Once false positive diagnoses are removed from the data the scale of any real Covid outbreak will be revealed. Fewer deaths will be attributed to Covid but the dilutional effect of false positives leading to lower infection fatality rates will also be shown to be wrong. Covid had a high mortality rate when spreading as an epidemic.
Matt Hancock has hoped that more testing would be the solution to every Covid problem. We are now embarked on ‘Moonshot’ plans to test us all daily at a cost of £114 billion (the same as the costs for the whole of the rest of the NHS). SAGE estimate that Moonshot will mean 41% of us having to self-isolate every six months and 2 million of us under house arrest at any one time if we reduce self-isolation to 10 days. Matt Hancock needs to urgently understand that testing is not a panacea and carries with it a suite of problems when done at this scale and under such pressure.
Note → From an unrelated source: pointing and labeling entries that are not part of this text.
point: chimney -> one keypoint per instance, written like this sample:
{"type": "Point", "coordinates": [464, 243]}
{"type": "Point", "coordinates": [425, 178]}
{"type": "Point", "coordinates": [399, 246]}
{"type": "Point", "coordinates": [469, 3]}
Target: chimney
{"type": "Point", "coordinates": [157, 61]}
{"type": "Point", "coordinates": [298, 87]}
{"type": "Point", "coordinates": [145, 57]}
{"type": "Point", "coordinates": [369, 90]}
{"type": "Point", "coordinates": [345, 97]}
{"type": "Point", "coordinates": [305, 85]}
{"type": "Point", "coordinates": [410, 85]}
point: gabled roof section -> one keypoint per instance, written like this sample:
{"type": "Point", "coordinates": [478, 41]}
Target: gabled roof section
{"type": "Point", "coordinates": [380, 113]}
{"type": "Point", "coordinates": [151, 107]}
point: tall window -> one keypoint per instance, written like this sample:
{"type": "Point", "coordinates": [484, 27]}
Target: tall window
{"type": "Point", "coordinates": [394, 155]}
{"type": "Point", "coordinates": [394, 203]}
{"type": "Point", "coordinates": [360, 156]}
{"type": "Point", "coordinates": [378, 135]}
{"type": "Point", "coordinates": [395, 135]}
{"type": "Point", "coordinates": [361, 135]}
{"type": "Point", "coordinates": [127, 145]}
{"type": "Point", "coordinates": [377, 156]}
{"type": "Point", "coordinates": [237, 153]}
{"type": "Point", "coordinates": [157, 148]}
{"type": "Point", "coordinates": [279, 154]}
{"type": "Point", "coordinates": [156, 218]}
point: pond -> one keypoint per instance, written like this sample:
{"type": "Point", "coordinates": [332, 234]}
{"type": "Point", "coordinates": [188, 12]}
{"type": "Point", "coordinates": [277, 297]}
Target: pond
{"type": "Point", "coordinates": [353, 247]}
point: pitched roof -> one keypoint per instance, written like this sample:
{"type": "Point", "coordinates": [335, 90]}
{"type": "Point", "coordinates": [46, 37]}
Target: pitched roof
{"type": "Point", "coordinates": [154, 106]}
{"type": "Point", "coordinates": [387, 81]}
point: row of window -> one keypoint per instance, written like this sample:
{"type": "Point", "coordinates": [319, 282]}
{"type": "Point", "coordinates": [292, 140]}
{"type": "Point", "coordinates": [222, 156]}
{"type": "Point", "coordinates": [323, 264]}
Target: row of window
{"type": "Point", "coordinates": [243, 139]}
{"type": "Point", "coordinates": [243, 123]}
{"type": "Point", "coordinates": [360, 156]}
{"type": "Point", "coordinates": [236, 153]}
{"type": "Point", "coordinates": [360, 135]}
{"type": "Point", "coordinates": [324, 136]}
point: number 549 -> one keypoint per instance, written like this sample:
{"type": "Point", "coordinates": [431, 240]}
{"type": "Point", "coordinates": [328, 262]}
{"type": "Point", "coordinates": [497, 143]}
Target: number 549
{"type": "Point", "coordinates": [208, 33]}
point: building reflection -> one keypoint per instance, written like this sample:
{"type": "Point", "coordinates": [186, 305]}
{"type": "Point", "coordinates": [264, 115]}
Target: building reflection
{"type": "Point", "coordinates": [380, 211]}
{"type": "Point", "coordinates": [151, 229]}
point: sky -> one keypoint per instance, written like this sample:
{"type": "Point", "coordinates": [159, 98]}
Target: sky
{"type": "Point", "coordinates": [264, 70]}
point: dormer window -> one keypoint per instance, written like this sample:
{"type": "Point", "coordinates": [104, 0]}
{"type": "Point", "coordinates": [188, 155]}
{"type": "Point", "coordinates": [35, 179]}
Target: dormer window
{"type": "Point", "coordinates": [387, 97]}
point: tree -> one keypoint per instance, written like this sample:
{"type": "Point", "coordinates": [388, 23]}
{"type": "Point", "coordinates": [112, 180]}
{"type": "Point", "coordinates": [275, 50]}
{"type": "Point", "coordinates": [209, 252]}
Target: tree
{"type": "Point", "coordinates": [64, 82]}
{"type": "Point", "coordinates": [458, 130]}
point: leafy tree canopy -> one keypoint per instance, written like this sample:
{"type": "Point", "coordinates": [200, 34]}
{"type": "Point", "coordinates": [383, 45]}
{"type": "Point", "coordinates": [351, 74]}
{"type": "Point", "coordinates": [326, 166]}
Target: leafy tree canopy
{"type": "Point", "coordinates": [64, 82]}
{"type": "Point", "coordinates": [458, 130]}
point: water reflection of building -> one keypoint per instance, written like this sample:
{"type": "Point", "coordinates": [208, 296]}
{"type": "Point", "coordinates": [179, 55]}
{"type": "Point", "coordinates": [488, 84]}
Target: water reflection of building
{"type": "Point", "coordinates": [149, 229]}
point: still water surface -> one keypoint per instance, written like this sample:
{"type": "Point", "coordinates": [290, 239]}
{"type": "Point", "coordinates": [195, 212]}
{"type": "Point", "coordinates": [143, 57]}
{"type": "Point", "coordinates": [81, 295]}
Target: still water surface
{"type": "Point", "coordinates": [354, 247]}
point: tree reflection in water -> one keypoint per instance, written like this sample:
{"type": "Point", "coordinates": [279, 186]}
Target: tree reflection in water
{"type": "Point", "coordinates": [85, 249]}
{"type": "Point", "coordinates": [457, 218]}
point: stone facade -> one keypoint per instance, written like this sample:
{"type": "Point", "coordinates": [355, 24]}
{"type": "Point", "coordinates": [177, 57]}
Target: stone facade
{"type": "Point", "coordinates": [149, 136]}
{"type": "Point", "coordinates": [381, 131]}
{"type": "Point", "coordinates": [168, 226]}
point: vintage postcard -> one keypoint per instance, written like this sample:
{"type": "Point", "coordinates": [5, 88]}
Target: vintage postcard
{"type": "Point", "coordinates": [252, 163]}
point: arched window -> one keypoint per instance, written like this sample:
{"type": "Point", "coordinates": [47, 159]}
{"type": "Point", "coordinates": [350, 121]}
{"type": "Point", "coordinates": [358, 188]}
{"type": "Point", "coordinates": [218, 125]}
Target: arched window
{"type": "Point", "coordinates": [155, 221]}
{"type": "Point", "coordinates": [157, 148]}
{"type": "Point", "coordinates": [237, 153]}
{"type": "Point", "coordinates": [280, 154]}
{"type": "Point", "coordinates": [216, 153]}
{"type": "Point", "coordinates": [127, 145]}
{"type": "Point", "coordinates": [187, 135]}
Mathematical models that assume every rise will be an exponential one without any real ‘sense check’ must be abandoned. The Government must acknowledge that those carrying out the modelling may be erring on the side of caution when evaluating the evidence presented to them. They must also ensure that real world data is given more weight than mathematical models especially when the two are in brazen conflict. A model is only as good as the data put into it.
Modelling has its place but also has severe limitations when too much reliance is placed on many dubious assumptions and seemingly authoritative outputs with lots of zeros. What is needed is a much more careful approach to diagnosis. Loss of sense of smell or characteristic ‘ground glass’ findings on chest CT scans should be used as a gateway to testing. Any patient testing positive should have a second positive confirmatory test before an official diagnosis is made. Although this approach is less sensitive it would still have sufficient sensitivity to detect a genuine outbreak and prevent spread. The current approach to testing has become the problem it was designed to stop.
The doctors in New Hampshire fully believed they were diagnosing whooping cough. Adjusting to the reality that they had a false positive pseudo-epidemic was not easy. Doctors treating patients in respiratory failure who have a positive Covid test will believe that their patient has Covid. Only confirmatory testing paired with strict criteria for official diagnosis will be enough to dissuade them. Much work is being done by many thousands of people in absolute good faith. Unfortunately, public policy has boxed itself in, such that decision makers are relying too much on dry models and measures of questionable effectiveness such as lockdowns and masks. There is a solution: wet science. This means cross-checking and repeat testing of all alleged positive cases before an official diagnosis is made. Cases can be correctly identified, true outbreaks can be monitored, and knowing who true Covid patients are will allow better treatment for them, as well as for future patients.